Culture has skewed our idea of relationships so drastically that we are faced with distorted ambiguity as to what a wholesome relationship should even look like. Media portrays dating as a series of self-advancing moves like a game of chess and what’s worse, singleness as the freedom to “play the game” without lasting consequences. Cracking the code of dating has even penetrated Christian circles, making it paramount to define the infamous gray area. Although done out of good intentions, our focus on figuring out “the feels” has been exaggerated so much that the meaningful purposes of pre-marital relationships are buried beneath socially constructed institutions.
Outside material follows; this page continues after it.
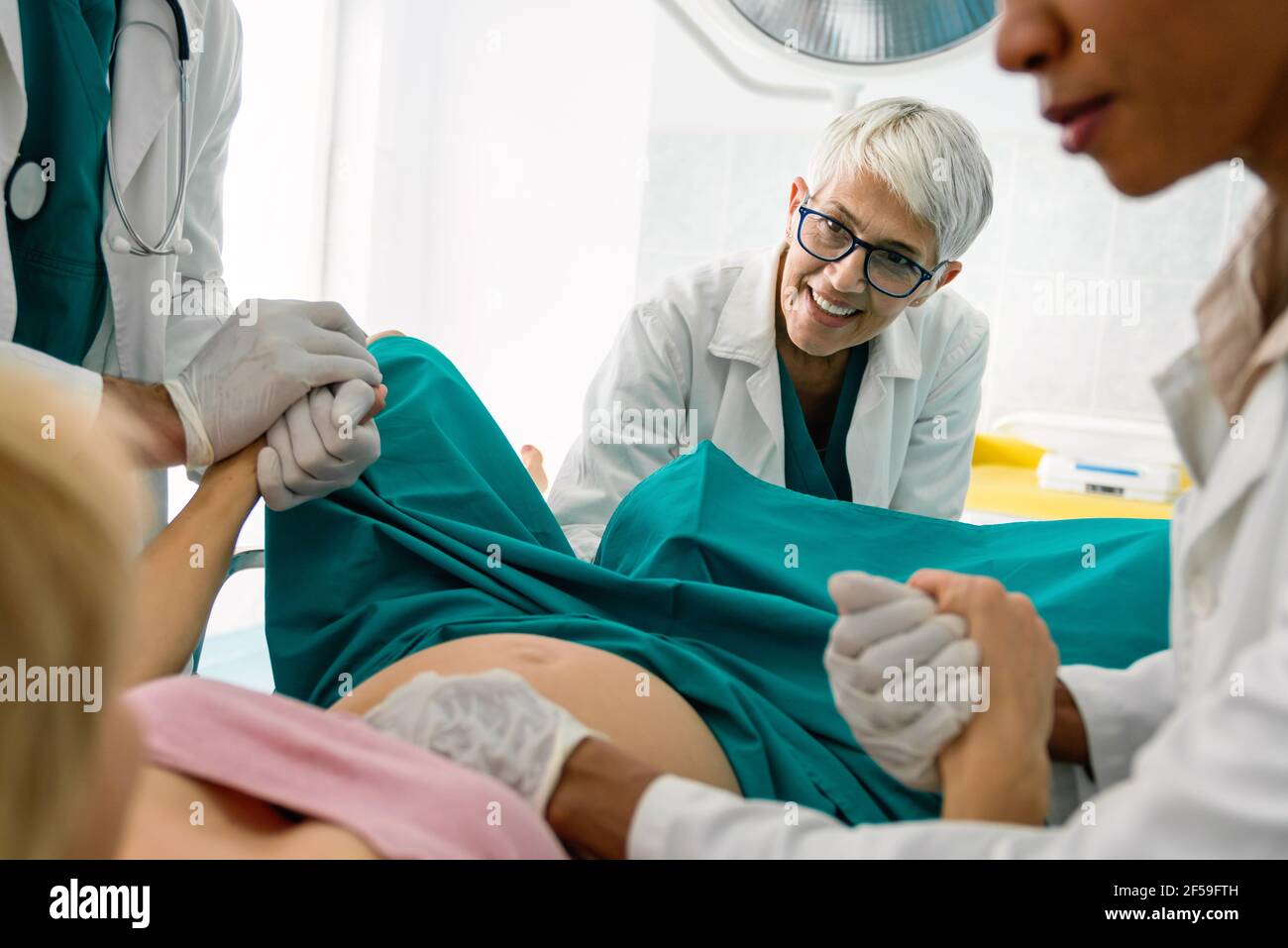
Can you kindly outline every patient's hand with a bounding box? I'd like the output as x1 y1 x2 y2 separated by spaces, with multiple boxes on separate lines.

Here on our “marriage mill on the hill” we deal with an entirely different, but nonetheless crippling, view of romance.
When the implications of a southern, conservative, Christian college, are mixed together, the accidental product is desperation and anxiousness, leaving maturing adults with complexes because you're not engaged—at 20. Considering such factors, one would imagine Covenant the perfect dating environment, which might be valid, but these factors lend to a campus addicted to achieving the alleged superlative relationship. Unmerited feelings of inadequacy stem from the idea of imperative companionship that we’ve exacerbated that rarely parallel reality. If we sought after the Lord as much as we cared about whom we’re going to dance with at Jazz on the Overlook or grab coffee with at Starbucks, our campus community paradigms would probably shift dramatically.
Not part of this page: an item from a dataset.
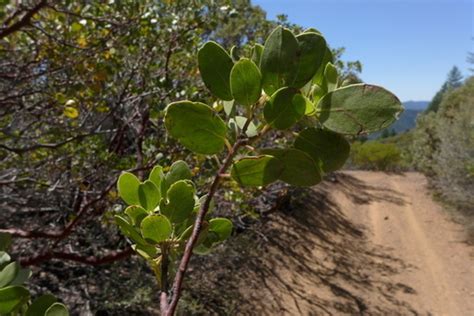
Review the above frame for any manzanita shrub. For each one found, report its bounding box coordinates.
[116,27,403,315]
[0,233,69,316]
My assertions are not contrary to the provision of the Lord over relationships. He can and does powerfully lead, transforming people's lives through interpersonal influence. Moreover, as educated, capable young Christians we have an unbalanced, emphatic focus on romance and not enough of that same passion towards chasing our true one and only: Christ himself. A pursuit of marriage is natural, but oftentimes we lose sight of what we should be ultimately imitating through our relationships and where they should be pointing: to Christ alone.
By no means am I opposed to Christian dating, but am simply addressing a present pattern atop this mountain. Dating is sensational and holds necessary function, but that doesn’t make it a means to an end in marriage. By living alongside someone else you’re entering into a critical phase of self-exploration, learning more about the person you are as well as the personality of your significant other.
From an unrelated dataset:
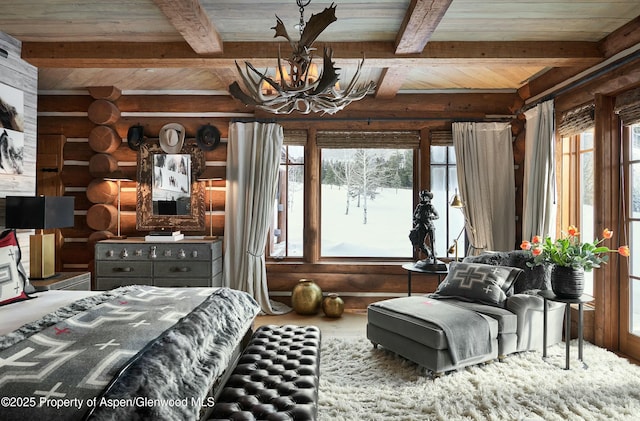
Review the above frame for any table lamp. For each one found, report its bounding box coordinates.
[198,168,223,239]
[6,196,75,279]
[103,170,131,239]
In scripture Christ calls us to take up spouses and cleave to them, but that’s contingent on our ability to wholeheartedly place him/her first in our minds, hearts, and deeds. Yet it seems that the weight of your wedding day is belittled with euphemisms like “ring by spring”—stripping the act of marriage down to a rite of passage similar to graduation. We are taught through scripture the severity of marriage and the arduous but redemptive conditions of covenantal love—so more than our secular counterparts we should understand why marriage is arguably the most important decision we’ll ever make.
Regardless if you’re involved in a serious relationship or enjoying the independence of the single life, you shouldn’t be burdened with guilt because you don’t hear imminent wedding bells, and rightfully so.
The presence of an “off to the races” mentality persists as our Instagrams are littered with newly engaged couples every weekend, distracting us from priorities that the majority of college students naturally deal with, like school and work. We shouldn’t feel blasphemous, or selfish, for allotting our effort to such disciplines rather than frantically pursuing marriage. Of all the pressing issues during this season of our lives, marriage doesn’t have to be the haunting endgame of your college years.
Marriage is a beautiful reflection of God’s grace and love for us, so we should treat it with the authority that it holds. Young marriage can oftentimes do a great job emphasizing loyalty and trust. Yet we cannot lose sight of what the function of marriage is for us as Christians. Marriage isn’t the ultimate happy ending, but merely a vessel for furthering our ultimate sanctification. My charge is that we recognize that romantic relationships are a gift from God to represent His own pursuit of the Church, and we shouldn’t impress pseudo-Christian standards of successful relationships on something that was given to us as a gift of grace.